Hola is the big one, but in practice, if we hypothesis that no one's running a VPN as a charity, free VPN products need to make money someway, and if you're not paying to use it, how else are they gonna make money?

So basically be suspicious of every single "free" or suspiciously cheap VPN. Go with known brands that come recommended by mulitple people, especially from people "in the know".

Though PirateSoftware (a person) has a good bit on why he doesn't advertise for VPNs on his channel.

WorldMaker 9 hours ago | parent [-]

Hola's worst division got spun out into a separate company, Bright Data. Bright Data's worst innovations since "Free VPN" are using those "Watch this ad for 30 seconds for bonus in-game currency" things in many, many awful mobile games and using those as a "opt-in" signal to use the user's device for those 30 seconds (or however long) as an exit node for whatever scanning/botting processes they resell.

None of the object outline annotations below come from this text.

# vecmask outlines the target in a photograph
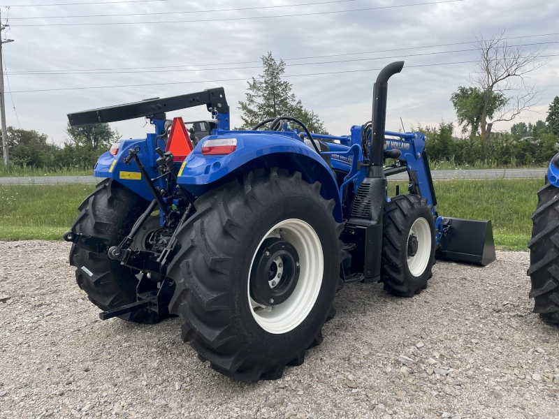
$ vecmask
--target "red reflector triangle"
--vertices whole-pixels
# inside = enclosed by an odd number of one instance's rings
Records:
[[[182,118],[180,117],[173,118],[169,133],[169,140],[167,141],[165,151],[173,153],[173,161],[183,161],[190,152],[194,149],[190,135],[188,135]]]

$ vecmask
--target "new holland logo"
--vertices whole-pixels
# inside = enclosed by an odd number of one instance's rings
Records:
[[[387,149],[400,149],[400,150],[409,150],[409,144],[405,141],[396,141],[395,140],[386,140]]]

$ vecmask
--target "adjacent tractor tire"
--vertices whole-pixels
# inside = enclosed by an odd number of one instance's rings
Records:
[[[381,281],[384,289],[413,297],[427,288],[435,263],[435,221],[427,200],[399,195],[384,206]]]
[[[296,172],[258,169],[212,190],[177,235],[169,304],[182,337],[212,368],[276,379],[322,341],[339,276],[335,202]]]
[[[530,297],[535,300],[535,313],[559,324],[559,188],[546,179],[537,196],[537,207],[532,214],[532,240],[528,243]]]
[[[112,179],[105,179],[86,198],[72,226],[75,233],[91,235],[108,240],[107,245],[118,245],[130,232],[149,203]],[[76,267],[78,285],[89,300],[101,310],[108,311],[136,301],[138,279],[131,268],[106,253],[97,253],[72,245],[70,264]],[[143,309],[119,316],[140,323],[157,323],[159,316]]]

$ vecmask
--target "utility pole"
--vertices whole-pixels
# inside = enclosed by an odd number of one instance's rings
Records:
[[[8,42],[13,42],[13,39],[2,39],[1,34],[10,25],[2,24],[1,11],[0,11],[0,119],[2,120],[2,147],[4,154],[4,165],[8,166],[10,161],[10,154],[8,150],[8,131],[6,129],[6,100],[4,96],[4,65],[2,56],[2,45]]]

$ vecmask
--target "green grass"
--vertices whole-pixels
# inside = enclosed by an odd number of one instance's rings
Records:
[[[543,179],[453,179],[435,181],[439,214],[456,218],[491,220],[495,244],[500,249],[528,250],[530,216]],[[389,195],[407,189],[406,182],[389,182]]]
[[[456,163],[454,158],[448,160],[431,160],[429,159],[429,167],[432,170],[477,170],[477,169],[541,169],[547,168],[547,165],[532,164],[529,166],[517,165],[515,161],[510,164],[497,164],[488,160],[476,160],[473,164]]]
[[[531,236],[530,215],[536,207],[539,179],[435,181],[440,214],[490,219],[495,244],[526,250]],[[391,181],[389,191],[407,191],[407,182]],[[0,185],[0,240],[61,240],[78,216],[78,207],[93,185]]]
[[[34,167],[21,167],[16,165],[5,166],[0,162],[0,177],[20,177],[31,176],[93,176],[93,169],[61,168],[41,169]]]
[[[94,185],[0,185],[0,239],[61,240]]]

https://en.wikipedia.org/wiki/Bright_Data

ErroneousBosh 15 hours ago | parent | prev | next [-]

It looks like a kit car version of a Porsche 356 crossed with a Nissan Figaro.

It actually looks rather more expensive than it is - it's about 44,000EUR putting it at the same sort of money as a Focus ST. Expensive toy, but not horribly so.

Unsure what it's based on, probably (like the Figaro) some fairly inexpensive existing car's subframes.

chrsw 17 hours ago | parent | prev [-]

This is dangerously disruptive content.